One on one appointments by Terry Burns




I'm on my way to a writing conference at Rose State College (near Oklahoma City) and of course in addition to presenting programs I will be doing one on one appointments.
 
Too many people don’t take an appointment because they don’t have a project to pitch. It’s a missed opportunity, for most editors and agents I know enjoy having “teaching appointments” with conferees. Though they don’t have anything to pitch, they do have questions. I enjoy those, as long as I’m told up front so I’m not waiting for a pitch that isn’t coming.

Then there is the conferee who takes up all their appointment talking. You can’t sell your project in a ten- or fifteen-minute appointment. That isn’t enough time, but you can make an impression on the agent or editor so they will remember you when we have the chance to send your proposal to him or her. An editor or agent will let you talk your time away if you insist; that makes it easy for him or her. But if you really want to make an impression, engage that agent or editor and make him or her participate in the dialogue. It’s the same with agents using the time to read your proposal. They will probably ask you to send it electronically because most won’t remember what they read beyond the first two or three appointments, if that many.
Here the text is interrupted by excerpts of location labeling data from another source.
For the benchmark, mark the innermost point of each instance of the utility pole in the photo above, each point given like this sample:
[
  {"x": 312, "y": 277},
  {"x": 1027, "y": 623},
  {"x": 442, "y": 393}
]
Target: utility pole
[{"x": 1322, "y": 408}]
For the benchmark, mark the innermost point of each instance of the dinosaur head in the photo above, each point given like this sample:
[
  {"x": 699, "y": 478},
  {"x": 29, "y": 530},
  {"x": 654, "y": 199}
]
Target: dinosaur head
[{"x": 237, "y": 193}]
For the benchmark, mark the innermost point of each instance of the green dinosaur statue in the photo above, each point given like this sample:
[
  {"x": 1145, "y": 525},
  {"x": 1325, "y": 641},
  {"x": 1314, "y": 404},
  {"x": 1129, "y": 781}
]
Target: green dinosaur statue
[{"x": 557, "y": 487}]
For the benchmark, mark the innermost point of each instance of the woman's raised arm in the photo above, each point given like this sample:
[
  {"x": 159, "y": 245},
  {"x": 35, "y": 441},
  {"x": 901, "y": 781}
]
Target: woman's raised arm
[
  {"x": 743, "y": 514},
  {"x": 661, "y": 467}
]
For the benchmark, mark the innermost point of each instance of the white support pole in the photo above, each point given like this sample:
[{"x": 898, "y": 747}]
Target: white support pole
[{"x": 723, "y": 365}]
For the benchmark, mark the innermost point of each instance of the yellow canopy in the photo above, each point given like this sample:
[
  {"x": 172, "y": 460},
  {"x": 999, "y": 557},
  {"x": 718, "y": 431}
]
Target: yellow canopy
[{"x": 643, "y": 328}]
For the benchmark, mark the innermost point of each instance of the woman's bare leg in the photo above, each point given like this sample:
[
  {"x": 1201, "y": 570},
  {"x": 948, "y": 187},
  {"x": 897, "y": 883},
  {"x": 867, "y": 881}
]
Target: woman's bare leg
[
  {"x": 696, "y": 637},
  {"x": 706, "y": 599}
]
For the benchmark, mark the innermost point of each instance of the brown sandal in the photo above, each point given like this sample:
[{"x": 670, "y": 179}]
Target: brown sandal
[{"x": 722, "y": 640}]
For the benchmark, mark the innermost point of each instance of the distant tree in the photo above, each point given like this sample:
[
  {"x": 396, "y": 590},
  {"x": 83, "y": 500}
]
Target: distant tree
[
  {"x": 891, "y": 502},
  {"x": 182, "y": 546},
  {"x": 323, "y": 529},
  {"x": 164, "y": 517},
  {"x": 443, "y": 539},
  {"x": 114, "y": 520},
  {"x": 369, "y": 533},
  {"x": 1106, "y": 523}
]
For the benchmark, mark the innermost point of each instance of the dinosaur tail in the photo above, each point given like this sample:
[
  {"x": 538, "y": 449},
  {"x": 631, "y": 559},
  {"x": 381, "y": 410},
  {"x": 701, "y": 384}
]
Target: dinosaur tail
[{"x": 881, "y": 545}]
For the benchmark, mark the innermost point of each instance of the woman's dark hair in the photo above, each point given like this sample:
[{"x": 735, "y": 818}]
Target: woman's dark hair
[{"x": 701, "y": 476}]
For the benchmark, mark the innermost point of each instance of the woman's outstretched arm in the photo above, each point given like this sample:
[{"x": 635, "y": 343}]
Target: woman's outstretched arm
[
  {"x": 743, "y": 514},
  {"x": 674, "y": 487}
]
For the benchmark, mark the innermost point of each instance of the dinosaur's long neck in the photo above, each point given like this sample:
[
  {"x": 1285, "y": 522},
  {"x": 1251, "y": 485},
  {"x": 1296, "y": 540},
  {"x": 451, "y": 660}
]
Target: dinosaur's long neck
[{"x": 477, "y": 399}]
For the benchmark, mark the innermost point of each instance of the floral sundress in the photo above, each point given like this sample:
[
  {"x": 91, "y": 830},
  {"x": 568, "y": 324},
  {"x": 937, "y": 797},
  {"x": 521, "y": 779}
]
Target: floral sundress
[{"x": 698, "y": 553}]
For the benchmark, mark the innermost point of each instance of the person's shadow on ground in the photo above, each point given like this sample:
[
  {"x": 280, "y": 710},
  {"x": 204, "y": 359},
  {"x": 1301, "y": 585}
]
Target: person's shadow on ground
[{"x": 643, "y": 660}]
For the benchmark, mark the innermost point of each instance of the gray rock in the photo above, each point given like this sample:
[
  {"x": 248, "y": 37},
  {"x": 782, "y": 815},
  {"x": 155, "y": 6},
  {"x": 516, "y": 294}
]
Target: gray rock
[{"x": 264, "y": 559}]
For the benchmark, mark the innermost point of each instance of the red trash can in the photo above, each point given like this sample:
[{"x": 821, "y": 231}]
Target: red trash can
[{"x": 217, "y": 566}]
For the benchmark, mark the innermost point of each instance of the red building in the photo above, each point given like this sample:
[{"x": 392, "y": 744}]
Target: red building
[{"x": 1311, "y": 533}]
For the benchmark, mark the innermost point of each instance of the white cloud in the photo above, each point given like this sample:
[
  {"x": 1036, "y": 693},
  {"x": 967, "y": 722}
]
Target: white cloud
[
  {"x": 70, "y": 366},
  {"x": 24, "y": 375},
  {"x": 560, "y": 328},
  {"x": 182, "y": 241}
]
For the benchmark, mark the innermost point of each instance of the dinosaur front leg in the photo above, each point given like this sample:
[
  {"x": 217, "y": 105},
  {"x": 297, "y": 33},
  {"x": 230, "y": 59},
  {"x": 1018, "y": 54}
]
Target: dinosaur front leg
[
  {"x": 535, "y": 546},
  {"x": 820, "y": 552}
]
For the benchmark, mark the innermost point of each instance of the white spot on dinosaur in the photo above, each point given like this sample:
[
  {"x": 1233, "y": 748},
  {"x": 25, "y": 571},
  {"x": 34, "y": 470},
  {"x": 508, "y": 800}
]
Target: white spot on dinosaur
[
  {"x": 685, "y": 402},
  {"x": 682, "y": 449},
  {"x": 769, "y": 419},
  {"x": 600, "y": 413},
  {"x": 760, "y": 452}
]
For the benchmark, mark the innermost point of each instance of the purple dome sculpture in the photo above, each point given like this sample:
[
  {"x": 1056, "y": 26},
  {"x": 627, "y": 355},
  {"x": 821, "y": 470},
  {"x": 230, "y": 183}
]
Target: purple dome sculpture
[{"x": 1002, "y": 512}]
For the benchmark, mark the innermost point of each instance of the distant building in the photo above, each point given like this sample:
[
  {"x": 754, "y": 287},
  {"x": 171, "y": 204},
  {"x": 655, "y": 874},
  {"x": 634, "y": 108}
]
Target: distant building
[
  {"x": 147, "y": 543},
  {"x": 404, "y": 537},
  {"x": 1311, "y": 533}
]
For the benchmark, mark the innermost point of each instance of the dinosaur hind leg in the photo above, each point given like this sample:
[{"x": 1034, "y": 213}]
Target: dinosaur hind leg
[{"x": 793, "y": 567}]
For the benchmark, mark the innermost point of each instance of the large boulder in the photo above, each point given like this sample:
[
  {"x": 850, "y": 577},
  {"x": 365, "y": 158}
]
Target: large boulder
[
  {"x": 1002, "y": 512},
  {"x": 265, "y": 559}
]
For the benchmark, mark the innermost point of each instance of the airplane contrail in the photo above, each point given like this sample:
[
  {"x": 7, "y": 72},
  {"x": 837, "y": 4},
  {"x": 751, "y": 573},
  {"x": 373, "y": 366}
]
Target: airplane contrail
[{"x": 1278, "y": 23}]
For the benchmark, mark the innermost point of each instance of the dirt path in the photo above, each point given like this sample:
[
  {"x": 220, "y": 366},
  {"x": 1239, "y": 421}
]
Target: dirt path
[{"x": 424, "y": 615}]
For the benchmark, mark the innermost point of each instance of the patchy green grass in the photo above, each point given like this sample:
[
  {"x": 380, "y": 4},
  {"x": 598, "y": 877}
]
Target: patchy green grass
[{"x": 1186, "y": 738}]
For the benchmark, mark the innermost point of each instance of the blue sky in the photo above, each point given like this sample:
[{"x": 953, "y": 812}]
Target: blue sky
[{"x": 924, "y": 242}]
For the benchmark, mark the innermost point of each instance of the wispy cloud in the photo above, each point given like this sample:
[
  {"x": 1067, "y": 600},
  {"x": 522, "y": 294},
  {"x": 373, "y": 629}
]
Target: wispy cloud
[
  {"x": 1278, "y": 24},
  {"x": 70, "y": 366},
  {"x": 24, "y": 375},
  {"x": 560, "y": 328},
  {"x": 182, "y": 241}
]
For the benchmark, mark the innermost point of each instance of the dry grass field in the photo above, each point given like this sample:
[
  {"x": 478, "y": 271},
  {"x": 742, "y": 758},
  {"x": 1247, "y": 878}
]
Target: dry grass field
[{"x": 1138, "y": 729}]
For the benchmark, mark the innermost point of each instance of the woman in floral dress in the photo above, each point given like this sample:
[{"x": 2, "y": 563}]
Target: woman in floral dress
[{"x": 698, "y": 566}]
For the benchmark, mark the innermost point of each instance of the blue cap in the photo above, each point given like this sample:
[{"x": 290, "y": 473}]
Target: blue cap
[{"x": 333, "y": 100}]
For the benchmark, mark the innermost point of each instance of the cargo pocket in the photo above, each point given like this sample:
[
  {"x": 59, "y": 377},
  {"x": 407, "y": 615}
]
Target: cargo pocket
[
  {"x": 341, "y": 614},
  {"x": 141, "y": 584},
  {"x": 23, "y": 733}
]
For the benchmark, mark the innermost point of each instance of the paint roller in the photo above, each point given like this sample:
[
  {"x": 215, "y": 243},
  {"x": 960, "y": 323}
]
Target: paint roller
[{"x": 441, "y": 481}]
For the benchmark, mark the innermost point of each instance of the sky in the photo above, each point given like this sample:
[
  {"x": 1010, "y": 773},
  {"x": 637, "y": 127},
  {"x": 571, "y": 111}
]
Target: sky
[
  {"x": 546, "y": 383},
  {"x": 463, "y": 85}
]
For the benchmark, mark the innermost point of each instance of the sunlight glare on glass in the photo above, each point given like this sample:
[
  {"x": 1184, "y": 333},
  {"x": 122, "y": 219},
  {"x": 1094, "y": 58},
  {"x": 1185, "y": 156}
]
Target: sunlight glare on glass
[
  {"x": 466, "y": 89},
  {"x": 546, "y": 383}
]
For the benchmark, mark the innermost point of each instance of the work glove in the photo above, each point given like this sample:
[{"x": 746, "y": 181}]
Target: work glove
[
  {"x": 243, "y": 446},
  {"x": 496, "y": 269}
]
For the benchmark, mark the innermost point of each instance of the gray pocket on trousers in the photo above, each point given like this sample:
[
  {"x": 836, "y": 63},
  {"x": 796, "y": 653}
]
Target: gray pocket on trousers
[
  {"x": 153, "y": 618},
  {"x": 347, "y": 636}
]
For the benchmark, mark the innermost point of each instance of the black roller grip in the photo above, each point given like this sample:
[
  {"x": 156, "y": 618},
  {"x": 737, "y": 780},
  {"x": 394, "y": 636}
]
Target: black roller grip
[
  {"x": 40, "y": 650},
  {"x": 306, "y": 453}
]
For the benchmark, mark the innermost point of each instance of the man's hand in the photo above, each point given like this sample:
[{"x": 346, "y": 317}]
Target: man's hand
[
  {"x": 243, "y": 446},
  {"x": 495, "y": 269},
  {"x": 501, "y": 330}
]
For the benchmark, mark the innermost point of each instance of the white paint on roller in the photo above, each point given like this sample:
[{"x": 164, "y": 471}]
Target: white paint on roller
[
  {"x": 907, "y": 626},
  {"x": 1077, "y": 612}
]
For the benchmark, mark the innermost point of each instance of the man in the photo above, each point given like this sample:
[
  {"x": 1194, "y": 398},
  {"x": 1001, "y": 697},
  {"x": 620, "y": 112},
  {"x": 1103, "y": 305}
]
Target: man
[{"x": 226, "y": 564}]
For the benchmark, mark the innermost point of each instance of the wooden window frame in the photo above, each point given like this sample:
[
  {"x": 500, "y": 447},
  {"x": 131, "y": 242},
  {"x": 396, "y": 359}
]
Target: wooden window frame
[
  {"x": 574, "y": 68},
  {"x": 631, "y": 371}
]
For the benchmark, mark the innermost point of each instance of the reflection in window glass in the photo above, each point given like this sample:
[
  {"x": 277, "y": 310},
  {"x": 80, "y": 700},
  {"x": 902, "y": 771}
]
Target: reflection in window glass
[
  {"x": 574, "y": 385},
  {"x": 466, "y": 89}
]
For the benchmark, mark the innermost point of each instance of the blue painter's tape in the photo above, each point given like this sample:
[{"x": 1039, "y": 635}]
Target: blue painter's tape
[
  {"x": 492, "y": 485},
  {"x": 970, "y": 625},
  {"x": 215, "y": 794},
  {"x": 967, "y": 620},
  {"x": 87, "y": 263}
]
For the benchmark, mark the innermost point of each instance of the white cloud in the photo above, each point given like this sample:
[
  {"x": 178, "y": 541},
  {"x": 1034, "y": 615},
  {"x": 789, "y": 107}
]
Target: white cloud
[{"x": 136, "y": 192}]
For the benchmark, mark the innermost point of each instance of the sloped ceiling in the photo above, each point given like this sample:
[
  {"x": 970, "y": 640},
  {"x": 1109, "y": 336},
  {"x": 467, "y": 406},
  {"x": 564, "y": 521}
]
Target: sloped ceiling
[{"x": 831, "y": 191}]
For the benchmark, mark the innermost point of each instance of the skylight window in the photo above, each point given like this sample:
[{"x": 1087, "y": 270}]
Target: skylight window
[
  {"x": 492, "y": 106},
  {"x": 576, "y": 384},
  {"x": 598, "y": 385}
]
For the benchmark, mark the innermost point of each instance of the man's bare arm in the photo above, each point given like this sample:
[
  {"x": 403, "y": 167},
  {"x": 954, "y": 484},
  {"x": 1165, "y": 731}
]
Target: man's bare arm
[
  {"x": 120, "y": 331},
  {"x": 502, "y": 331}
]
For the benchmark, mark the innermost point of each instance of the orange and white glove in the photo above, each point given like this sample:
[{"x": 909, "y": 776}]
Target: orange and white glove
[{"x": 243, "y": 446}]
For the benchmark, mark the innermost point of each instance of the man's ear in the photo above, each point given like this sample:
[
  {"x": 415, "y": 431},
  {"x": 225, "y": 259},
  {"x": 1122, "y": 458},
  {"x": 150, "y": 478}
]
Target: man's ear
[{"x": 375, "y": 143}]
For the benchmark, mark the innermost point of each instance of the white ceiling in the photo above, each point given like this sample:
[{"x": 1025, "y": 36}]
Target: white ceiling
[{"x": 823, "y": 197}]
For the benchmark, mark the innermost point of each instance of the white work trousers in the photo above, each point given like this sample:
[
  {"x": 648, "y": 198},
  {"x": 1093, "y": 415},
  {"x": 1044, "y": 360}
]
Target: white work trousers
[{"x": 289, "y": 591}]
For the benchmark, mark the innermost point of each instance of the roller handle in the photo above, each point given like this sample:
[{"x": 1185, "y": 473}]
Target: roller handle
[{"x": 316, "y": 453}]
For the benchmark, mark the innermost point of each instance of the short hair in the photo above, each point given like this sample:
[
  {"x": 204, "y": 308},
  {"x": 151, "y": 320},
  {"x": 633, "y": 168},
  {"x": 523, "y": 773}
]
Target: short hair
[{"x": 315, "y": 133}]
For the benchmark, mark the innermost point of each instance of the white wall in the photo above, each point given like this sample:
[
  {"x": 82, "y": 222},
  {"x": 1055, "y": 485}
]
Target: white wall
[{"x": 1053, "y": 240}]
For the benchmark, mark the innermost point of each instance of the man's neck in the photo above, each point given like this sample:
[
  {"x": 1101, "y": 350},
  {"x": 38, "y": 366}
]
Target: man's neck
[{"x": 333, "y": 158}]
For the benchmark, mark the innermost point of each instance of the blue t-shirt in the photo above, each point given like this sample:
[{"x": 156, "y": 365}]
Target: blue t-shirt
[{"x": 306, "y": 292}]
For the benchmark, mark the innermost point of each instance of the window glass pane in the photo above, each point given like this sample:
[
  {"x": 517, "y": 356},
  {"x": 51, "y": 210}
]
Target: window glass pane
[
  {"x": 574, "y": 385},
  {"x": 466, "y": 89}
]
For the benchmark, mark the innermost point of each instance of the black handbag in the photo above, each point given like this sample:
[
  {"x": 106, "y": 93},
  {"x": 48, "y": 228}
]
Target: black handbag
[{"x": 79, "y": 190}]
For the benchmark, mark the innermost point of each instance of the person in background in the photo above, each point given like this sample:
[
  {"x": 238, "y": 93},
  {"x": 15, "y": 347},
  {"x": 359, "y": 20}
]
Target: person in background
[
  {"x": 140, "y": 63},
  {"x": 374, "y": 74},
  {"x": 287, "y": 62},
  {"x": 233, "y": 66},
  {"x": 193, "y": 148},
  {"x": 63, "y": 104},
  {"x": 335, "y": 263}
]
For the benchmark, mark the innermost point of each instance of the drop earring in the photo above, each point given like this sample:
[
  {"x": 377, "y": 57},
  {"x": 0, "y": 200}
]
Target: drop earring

Remember, the competition for contracts is stiff. Before you go to an editor/agent appointment remember these tips: Make your submission outstanding, make it your best work, exactly follow their submission guidelines.

What does it take to give a successful pitch? For the Hartline agents, we sell manuscripts to editors we know and have a relationship with. That means I’m looking for projects that really interest me, are well written, and, most important, are manuscripts that match what these editors are looking for. The last thing I want to do is put something under contract when I have no place to go with it.

3 comments:

Rick Barry said...

Good tips, Terry. I'm guessing that newer writers without projects to pitch fear looking like amateurs, or they don't want to perturb an agent or editor by posing a lot of questions instead of plopping a stellar proposal on the table. I've been turned down by a couple editors with whom I still "clicked" personality-wise and have become good friends even though my mss. don't fit what they're looking for. Certainly worthwhile to talk from the heart.

I have an agent, but some readers might wonder what specifically you recommend to be memorable (in a good way). Their photo on their business card? Simply fresh plots with interesting characters? A pleasant & professional personality? Or a nice mix of all these? What did your clients do to stick in your mind?

Terry Burns said...

Good question, Rick, but the answer is not as easy as a picture on a business card. It's like dating. What about your wife, or what did she do that drew you to her? It's a connection. First the writing has to be there of course. I meet a lot of people that I really like, but their project just doesn't work for me like the editors you said you became friends with. But beyond that we have to click as people. And it also has to be clear that they really want to be with ME, and not just "an agent." I have backed out of contract offers on occasion when someone said they would answer me after they heard from this agent or that agent or after they had agent appointments at a conference. Maybe it's an ego thing but I don't want to feel like I am the one someone chooses to go with if they can't get someone better. I feel like all of my clients are with the agent they wanted . . . or are very good at schmoozing me.

Jackie said...

Great post and lots of good tips to consider as I finish preparing for ACFW. Thanks!